You store it on the server after serialisation

jaen14:02:03

I can see why you're not eager to use transit.

niwinz14:02:37

I can use transit but I will lock me always to the v8 (the current version) of the transit spec

niwinz14:02:05

if something is changed on transit spec... i do not be able upgrade...

jaen14:02:32

Yeah, that's what I mean here - upgrading to newer version of the spec would be a major pain; you'd have to read each blob and write it out again.

jaen14:02:36

In that case...

niwinz14:02:50

transit is perfect for me, but the warning about the spec can change...

jaen14:02:58

You say you already has some compression code on the frontend if I understand properly?

bruno.bonacci14:02:42

what you really want is a high-performance edn serializer/reader which doesn’t exists yet

bruno.bonacci14:02:04

that would be perfect

niwinz14:02:06

i really want something like fressian/nippy on cljs 😉

jaen14:02:26

And would be hard/impossible to write honestly; JSON/transit are only so fast because they run native code.

niwinz14:02:46

I think that the solution will go to be: enable compresson on the transport protocol (http) and just serialize/compress on the backend.

jaen14:02:20

Yeah, that was why I asked if you already have some compression routines, since that's what I was going to suggest

niwinz14:02:24

and just use transit to transfer it to backend

jaen14:02:27

Just compress on the front and serialise later.

niwinz14:02:19

Thanks to both for the suggestions 😉

mfikes14:02:30

@viebel: I’d be interested if your cljs.core$macros issue is resolved with the patch in http://dev.clojure.org/jira/browse/CLJS-1541

dnolen15:02:14

@oskarth: that’s just undefined behavior, you should get a warning about trying to use inc on anything that isn’t a number (unless it’s a higher order call)

dnolen15:02:53

@mfikes you shouldn’t lie about type hints like that - still that’s an interesting edge case since type hints flow across let bindings

oskarth15:02:17

@dnolen: ah indeed, tried it without tooling and got an error. planck seems to have swallowed the warning

oskarth15:02:11

fixed in planck 1.9, was still running on 1.8

isaac_cambron17:02:05

I’m cutting over my lein-cljsbuild stuff to using cljs.build.api, mostly because my build has some complexity better served by direct scripting than trying to trick cljsbuild into fitting my needs.
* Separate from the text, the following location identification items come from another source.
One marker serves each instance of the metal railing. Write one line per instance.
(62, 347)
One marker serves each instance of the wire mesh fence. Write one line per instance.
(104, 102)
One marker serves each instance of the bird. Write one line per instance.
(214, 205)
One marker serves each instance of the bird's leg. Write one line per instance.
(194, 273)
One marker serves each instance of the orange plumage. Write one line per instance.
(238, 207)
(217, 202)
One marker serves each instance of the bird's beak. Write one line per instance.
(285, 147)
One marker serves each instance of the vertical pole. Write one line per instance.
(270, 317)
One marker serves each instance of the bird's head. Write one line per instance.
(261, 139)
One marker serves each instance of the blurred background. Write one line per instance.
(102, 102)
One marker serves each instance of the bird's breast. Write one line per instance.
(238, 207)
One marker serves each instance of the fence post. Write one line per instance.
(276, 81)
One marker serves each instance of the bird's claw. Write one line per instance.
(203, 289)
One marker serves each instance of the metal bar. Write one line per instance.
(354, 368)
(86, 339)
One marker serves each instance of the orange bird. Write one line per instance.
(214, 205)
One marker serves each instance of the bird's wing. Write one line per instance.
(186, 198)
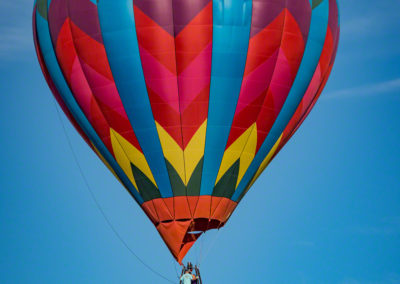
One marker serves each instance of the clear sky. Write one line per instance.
(327, 210)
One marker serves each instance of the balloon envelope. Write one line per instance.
(186, 101)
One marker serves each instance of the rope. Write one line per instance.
(210, 247)
(101, 209)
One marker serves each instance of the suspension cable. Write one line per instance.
(111, 226)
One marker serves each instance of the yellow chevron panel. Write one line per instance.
(232, 154)
(267, 160)
(121, 158)
(132, 154)
(248, 154)
(172, 152)
(194, 151)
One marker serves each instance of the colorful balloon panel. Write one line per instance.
(186, 101)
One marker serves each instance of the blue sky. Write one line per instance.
(327, 210)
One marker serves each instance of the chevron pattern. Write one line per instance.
(140, 81)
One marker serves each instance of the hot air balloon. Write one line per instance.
(186, 101)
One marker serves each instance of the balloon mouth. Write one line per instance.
(181, 220)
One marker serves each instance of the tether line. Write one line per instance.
(99, 206)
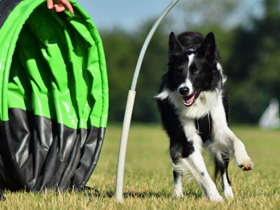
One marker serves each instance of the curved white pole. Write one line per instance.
(129, 106)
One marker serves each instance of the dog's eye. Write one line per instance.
(196, 71)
But I’d still like to manage dependencies by magic, so I’m using lein deps to get the jars. What I don’t know is how to tell the compiler where to find them. Do I need to add each lib to the classpath or is there a better way?

mfikes17:02:03

@isaac_cambron: lein classpath is worth checking out

isaac_cambron17:02:15

ah, so i would call that, grab the output, add it to my java command to run the compiler, and then I’m good to go?

mfikes17:02:56

Yep it works with java -cp

isaac_cambron17:02:42

makes perfect sense. i’ll try that. thanks!